Małgorzata Bazan, Maciej Dowgiel

Maciek: 1800 gramów Marcina Głowackiego to idealna propozycja na rodzinne wyjście do kina razem z dziećmi — może nie tymi najmłodszymi — ale z trzynasto-, czternastolatkami i starszymi. Film zapewne im się spodoba, utrzymany jest bowiem w znanej z telewizji konwencji produkcji obyczajowej z elementami komedii. Nastolatki chętnie wybiorą się do kina także ze względu na obsadę, w której znaleźli się m.in. Magdalena Różdżka, Danuta Stenka, Maciej Zakościelny, Roma Gąsiorowska, Piotr Głowacki, Wojciech Mecwaldowski. Występująca w filmie plejada gwiazd z pierwszych stron gazet sprawi, że będzie to wydarzenie kulturalne, na którym „modnie jest bywać”. Krótko mówiąc, zapowiada się kolejny komercyjny hit! Jednak tym razem będzie to przebój o dużym potencjale społecznym. Szkoda by było przegapić zatem okazję do porozmawiania z synami i córkami na różne tematy związane z miłością, ojcostwem, macierzyństwem, dziećmi, ciążą, adopcją i wszystkim tym, o czym, być może, nie dowiedzą się już w szkole.

Macierzyństwo, we wszystkich swoich wymiarach — tym radosnym i tym dramatycznym — zostało już mocno przez teksty kultury wyeksploatowane. Dlatego tym razem proponuję skupić się na ojcostwie. Przy czym do rozmów na ten temat zachęcam nie tylko rodziców chłopców, ale także i dziewczynek. A może nawet przede wszystkim dziewczynek, choćby z tego powodu, aby wiedziały, czym kierować się, wybierając właściwych mężczyzn na ojców swoich dzieci. Chłopakom też warto uświadomić, że koncepcja, iż prawdziwy facet musi spłodzić syna, zbudować dom i zasadzić drzewo, odchodzi powoli do lamusa. Spłodzenie bowiem sztuką wielką nie jest. Za to odnalezienie się w ojcostwie, wzięcie odpowiedzialności i wychowanie — już tak!

Dotychczas nie było przystępnego, atrakcyjnego polskiego filmu dostosowanego do możliwości młodszych nastolatków poruszającego problem ojcostwa. Sporo na ten temat powiedzieli w swych dziełach Marek Koterski i jego syn Michał (Adaś i Sylwuś Miauczyńscy) czy Maciej Ślesicki w melodramacie sądowym pt.
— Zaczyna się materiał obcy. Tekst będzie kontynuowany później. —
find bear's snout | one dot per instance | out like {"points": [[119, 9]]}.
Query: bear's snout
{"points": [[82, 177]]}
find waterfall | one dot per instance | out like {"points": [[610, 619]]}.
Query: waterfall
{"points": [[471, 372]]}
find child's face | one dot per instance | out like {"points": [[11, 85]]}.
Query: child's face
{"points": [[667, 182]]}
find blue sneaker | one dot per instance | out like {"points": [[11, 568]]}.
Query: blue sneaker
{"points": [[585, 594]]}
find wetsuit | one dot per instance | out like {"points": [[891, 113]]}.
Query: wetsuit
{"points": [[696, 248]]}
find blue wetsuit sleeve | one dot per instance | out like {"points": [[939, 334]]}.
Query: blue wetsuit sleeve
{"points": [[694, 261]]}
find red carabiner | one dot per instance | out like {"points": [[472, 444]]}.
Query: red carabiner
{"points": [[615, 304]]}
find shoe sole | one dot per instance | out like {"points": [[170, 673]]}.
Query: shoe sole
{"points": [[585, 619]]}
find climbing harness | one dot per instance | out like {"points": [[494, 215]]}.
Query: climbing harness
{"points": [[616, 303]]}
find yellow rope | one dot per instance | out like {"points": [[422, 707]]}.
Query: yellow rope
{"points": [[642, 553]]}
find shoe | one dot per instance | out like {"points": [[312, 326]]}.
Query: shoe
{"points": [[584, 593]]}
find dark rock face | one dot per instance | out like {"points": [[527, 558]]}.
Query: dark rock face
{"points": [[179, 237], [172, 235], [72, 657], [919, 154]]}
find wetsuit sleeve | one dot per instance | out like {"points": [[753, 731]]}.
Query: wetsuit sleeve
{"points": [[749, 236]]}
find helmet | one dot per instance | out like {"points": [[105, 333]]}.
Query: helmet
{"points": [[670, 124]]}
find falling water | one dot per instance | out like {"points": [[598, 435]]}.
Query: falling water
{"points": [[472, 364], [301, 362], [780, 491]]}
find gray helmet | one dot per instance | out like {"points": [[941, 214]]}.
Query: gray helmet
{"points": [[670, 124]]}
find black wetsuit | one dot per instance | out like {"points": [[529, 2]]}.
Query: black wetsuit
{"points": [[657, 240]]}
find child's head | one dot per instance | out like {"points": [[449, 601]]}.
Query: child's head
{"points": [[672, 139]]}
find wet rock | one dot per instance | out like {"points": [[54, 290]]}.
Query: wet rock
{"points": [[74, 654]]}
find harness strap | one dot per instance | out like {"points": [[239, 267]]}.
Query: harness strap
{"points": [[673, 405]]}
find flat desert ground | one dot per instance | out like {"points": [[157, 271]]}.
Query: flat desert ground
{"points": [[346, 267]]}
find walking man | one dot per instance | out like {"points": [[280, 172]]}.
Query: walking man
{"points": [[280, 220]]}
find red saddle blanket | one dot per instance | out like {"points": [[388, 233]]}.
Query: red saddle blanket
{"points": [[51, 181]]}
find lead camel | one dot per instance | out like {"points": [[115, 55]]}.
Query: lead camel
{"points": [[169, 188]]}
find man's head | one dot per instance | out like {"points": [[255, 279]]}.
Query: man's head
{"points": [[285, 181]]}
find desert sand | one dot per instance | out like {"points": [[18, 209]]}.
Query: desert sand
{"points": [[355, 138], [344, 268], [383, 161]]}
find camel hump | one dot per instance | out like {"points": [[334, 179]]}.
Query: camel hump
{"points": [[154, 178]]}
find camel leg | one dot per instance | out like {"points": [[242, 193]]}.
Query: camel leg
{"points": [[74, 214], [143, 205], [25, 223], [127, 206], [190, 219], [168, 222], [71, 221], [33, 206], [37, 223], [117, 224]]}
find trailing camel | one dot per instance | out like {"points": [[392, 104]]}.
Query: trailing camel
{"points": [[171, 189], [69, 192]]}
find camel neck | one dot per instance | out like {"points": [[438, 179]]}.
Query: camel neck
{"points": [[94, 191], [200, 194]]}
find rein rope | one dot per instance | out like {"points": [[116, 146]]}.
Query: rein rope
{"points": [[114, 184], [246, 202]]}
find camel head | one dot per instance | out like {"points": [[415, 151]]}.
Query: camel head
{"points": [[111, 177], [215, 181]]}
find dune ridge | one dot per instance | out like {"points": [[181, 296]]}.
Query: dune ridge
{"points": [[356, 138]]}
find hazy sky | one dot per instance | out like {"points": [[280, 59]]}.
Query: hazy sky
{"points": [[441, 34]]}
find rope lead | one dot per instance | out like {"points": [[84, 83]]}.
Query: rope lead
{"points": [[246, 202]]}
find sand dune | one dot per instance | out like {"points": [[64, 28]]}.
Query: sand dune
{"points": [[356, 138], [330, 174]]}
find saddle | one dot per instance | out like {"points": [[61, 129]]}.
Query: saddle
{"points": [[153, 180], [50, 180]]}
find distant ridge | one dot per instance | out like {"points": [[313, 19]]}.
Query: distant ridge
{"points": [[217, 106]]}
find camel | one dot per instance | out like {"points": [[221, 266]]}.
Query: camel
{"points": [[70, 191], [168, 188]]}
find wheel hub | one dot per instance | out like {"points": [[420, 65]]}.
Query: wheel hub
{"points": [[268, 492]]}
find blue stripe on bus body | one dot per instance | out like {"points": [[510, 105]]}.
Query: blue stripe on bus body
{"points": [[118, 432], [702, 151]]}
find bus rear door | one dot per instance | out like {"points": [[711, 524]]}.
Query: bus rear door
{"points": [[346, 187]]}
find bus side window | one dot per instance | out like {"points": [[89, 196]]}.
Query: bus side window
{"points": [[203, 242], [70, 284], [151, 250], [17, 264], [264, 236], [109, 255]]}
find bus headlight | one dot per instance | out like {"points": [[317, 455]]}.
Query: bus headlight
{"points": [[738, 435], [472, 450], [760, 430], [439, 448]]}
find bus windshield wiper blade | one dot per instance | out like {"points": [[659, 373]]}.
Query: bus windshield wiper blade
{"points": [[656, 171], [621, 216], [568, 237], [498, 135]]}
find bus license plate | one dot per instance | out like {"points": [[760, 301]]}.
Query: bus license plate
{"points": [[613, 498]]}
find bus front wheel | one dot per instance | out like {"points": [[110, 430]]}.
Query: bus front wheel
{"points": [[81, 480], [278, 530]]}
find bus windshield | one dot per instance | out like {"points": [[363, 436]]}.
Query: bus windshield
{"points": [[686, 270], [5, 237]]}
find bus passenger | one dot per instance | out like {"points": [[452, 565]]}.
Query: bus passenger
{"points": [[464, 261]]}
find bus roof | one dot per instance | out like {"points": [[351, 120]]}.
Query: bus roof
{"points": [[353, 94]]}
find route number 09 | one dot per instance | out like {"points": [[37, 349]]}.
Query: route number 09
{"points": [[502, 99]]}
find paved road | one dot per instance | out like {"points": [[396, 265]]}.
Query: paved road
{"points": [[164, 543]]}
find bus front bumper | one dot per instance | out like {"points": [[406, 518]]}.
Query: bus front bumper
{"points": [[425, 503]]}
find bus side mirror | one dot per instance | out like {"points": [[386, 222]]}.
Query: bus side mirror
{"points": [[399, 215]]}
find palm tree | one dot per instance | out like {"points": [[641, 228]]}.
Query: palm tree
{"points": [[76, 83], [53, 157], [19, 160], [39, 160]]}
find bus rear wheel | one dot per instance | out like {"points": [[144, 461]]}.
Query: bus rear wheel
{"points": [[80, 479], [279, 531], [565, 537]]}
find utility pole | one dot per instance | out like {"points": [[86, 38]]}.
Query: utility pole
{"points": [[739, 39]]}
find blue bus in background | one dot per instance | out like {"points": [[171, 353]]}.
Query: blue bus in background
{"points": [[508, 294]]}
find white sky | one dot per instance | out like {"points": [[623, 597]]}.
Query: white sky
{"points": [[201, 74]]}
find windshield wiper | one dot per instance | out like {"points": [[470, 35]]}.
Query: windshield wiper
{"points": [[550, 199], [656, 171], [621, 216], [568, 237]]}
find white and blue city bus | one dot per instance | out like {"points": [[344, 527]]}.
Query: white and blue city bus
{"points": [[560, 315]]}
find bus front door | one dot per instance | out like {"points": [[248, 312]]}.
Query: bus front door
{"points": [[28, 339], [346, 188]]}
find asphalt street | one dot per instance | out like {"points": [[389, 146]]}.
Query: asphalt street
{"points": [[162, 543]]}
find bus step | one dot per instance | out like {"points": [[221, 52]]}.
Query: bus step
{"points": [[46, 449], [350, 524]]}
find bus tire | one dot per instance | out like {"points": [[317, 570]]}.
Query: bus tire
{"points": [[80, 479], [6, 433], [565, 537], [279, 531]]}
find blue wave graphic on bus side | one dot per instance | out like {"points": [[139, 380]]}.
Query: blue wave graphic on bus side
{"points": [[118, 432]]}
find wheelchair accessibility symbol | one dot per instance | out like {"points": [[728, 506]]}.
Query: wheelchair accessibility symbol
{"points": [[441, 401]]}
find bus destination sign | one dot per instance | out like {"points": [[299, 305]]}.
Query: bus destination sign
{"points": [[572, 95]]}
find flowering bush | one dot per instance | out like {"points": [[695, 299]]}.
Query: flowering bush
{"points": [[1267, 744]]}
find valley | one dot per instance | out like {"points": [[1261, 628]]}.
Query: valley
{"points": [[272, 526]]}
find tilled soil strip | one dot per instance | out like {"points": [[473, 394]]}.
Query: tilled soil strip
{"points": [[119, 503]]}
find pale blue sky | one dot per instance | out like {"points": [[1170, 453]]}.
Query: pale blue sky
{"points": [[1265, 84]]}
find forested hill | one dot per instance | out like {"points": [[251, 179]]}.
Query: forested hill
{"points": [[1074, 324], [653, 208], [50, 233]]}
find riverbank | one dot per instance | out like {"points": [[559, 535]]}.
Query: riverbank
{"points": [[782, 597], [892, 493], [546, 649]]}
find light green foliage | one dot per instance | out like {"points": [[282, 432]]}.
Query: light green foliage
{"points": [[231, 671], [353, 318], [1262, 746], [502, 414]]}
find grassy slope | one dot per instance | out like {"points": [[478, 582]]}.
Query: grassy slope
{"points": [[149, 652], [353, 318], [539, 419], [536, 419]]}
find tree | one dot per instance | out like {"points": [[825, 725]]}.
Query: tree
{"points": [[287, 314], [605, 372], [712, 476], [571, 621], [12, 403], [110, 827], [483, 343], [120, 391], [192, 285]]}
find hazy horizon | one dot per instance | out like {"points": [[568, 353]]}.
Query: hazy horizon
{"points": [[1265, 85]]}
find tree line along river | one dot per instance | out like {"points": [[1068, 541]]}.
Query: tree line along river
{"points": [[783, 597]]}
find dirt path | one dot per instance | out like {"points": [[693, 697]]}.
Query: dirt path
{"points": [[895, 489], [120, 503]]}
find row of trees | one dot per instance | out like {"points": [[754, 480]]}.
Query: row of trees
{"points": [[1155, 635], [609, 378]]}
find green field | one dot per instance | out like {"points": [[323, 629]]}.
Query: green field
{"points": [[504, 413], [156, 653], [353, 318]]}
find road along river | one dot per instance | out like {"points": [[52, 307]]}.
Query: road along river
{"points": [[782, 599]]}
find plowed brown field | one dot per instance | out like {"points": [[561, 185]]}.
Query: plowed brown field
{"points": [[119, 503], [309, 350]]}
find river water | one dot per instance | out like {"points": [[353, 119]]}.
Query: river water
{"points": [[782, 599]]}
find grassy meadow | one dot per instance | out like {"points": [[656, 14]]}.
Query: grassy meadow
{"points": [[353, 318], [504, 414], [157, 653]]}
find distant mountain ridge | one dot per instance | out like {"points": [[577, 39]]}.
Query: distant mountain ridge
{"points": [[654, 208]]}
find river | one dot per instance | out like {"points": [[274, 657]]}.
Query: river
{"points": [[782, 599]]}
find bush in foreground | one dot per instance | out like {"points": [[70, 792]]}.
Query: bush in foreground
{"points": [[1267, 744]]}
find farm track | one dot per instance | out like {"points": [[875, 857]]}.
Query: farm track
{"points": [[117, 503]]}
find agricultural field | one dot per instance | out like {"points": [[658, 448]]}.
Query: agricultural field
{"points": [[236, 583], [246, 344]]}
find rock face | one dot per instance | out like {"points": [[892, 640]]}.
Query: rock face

Tato. W 1800 gramach ukazani są różni ojcowie — tchórzliwi, nieodpowiedzialni, wyrodni, zdradliwi i podli. Jest też jeden nawrócony i… kochający, choć niestandardowy. Przegląd filmowych ojców (także tych niedoszłych) nie jest być może zachwycający i budujący, jednak ma coś wspólnego z naszymi czasami. Mam tu na myśli niechęć do brania odpowiedzialności za własne czyny. Z czego to wynika? Być może ze strachu przed niepowodzeniem lub niesprostaniem trudnemu zadaniu. Z kulturowego schematu wychowawczego? Z niechęci do dojrzewania (przede wszystkim emocjonalnego), nawet gdy czas ku temu najwyższy. Ojcowie poddają się woli swych partnerek, bo gdyby nie one, pewnie czuliby się bezsilni. Ewentualnie przemocą wymuszają posłuszeństwo, gdyż nie stać ich na inne środki. To nie tata walczy w sądzie o prawo do opieki nad dzieckiem, ale robi to za niego partnerka. Facet w średnim wieku nie jest gotowy do adopcji, gdyż zajęty jest pracą i kolejnymi romansami. Mąż brutalnie zmusza żonę do pozbycia się nieswojego dziecka, nie mając przy tym odwagi na rozwód lub inne, pokojowe rozwiązanie sytuacji. Brat głównej bohaterki opuszcza swą rodzinę, gdyż nie radzi sobie z apodyktyczną żoną. W końcu główny bohater musi najpierw uciec od kobiety i dziecka, aby dopiero po pewnym czasie zrozumieć, powrócić i próbować naprawić swoje błędy. Jednak ten ostatni, gdy przychodzi co do czego, a rzecz dotyczy jego dziecka, stawia sprawę na ostrzu noża, posuwa się do szalonego działania i… płaci za to wysoką cenę. Tym samym o mało co nie doprowadza do kolejnej katastrofy, nieuniknionej, gdyby nie interwencja silnej kobiety-partnerki. Czyli męskość w pełnym kryzysie.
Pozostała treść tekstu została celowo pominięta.